The people we miss are able to miss us too. The people who we loved, still love us from their rest in Heaven. There is no end to a person simply because their body has stopped functioning. Though it is hard for us to think of, no matter how holy and prayerful we may be, that there is a life beyond the senses and experiences we know now – we go on beyond this life. That means that, if we really believe that to be true, we do not become a robot after we pass into Heaven, we maintain our personality. I was always told growing up that once I got to Heaven I would never think about earth or my life before I had died. As I grew up, I began to think that could not be the case. I may be praising God 24/7, I may understand my time on earth through the lens of my present Heavenly experiences, but to take away the people and things I cared about in this life completely would be to eliminate what makes me, me.
We are given two powerful visions of what our destiny looks like in Eternity. The first is in Jesus’s appearances to his disciples after the resurrection. Jesus looked different, so different at times that people could not see that it was him they were talking to. Yet, never once did Jesus’s personality or soul change after the resurrection. Granted, Jesus has the advantage of having lived a perfect life before his death, so there would be no disconnect. For us, I imagine the rougher parts of our life will be removed. I will probably be a much nicer person once God has cleaned me when I make my way into Heaven. However, unless our personality is mostly made up of sin, then we do not have to see our Heavenly selves as anything but a better continuation of our earthly selves.

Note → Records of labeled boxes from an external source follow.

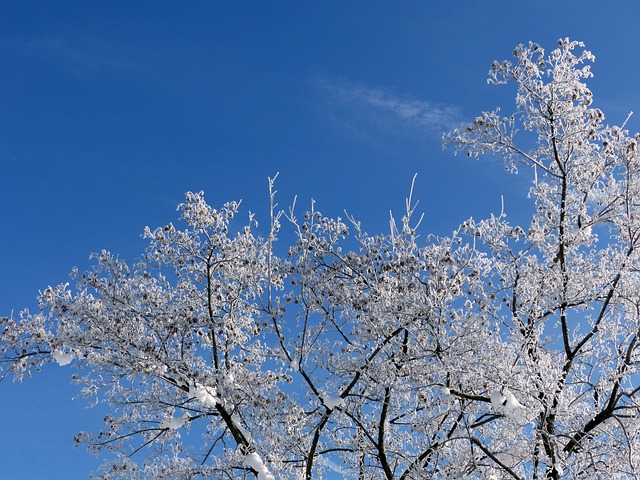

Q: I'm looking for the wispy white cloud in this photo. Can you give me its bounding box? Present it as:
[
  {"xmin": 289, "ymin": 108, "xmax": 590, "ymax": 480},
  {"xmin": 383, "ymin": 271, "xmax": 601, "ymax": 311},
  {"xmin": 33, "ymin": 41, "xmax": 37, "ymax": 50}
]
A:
[
  {"xmin": 312, "ymin": 77, "xmax": 463, "ymax": 135},
  {"xmin": 0, "ymin": 37, "xmax": 140, "ymax": 73}
]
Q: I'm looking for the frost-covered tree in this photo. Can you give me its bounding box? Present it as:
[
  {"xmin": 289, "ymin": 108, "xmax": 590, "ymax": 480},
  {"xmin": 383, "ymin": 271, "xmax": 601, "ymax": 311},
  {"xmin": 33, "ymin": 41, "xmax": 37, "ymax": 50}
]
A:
[{"xmin": 0, "ymin": 40, "xmax": 640, "ymax": 480}]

The second image is directly from our scripture today, God bringing Heaven and Earth together so that they can never be pulled apart. Genesis tells a story a lot like this. God was with humanity, walking with them daily in the Garden, then we ran away through our sin and lost what it meant to be with God constantly. God never stopped chasing after us though. All of scripture attests to God’s nostalgia for Eden, God always wanted to be back with us in the Garden. We are all waiting for a reunion. Even creation waits for the day Heaven is back in touch with Earth, for when everything is fixed and nothing is broken anymore. God waits to be back home with us, and alongside God are all the faithful who have left us here, all of them waiting for the day we are together again.
As we celebrate All Saints’ Day, we take time to remember that our loved ones are still with us. Though they know perfect bliss, they wait for the day we can be together again just as much as we do. One day we will all enter the New Jerusalem together, singing hymns and songs in languages we never knew we could know. Then, when the light of Heaven shines bright all around us, we will see the truth we acknowledge today. God is with us, alongside all the saints. – Amen.
[1] Peter Brown. The Cult of the Saints. (Chicago, Illinois. University of Chicago Press. 2015)
[2] John Wesley makes this distinction in his own writings, saying “Paradise,” is the experience of God’s presence before God reconciles all things, and “Heaven,” is only truly known to us afterward.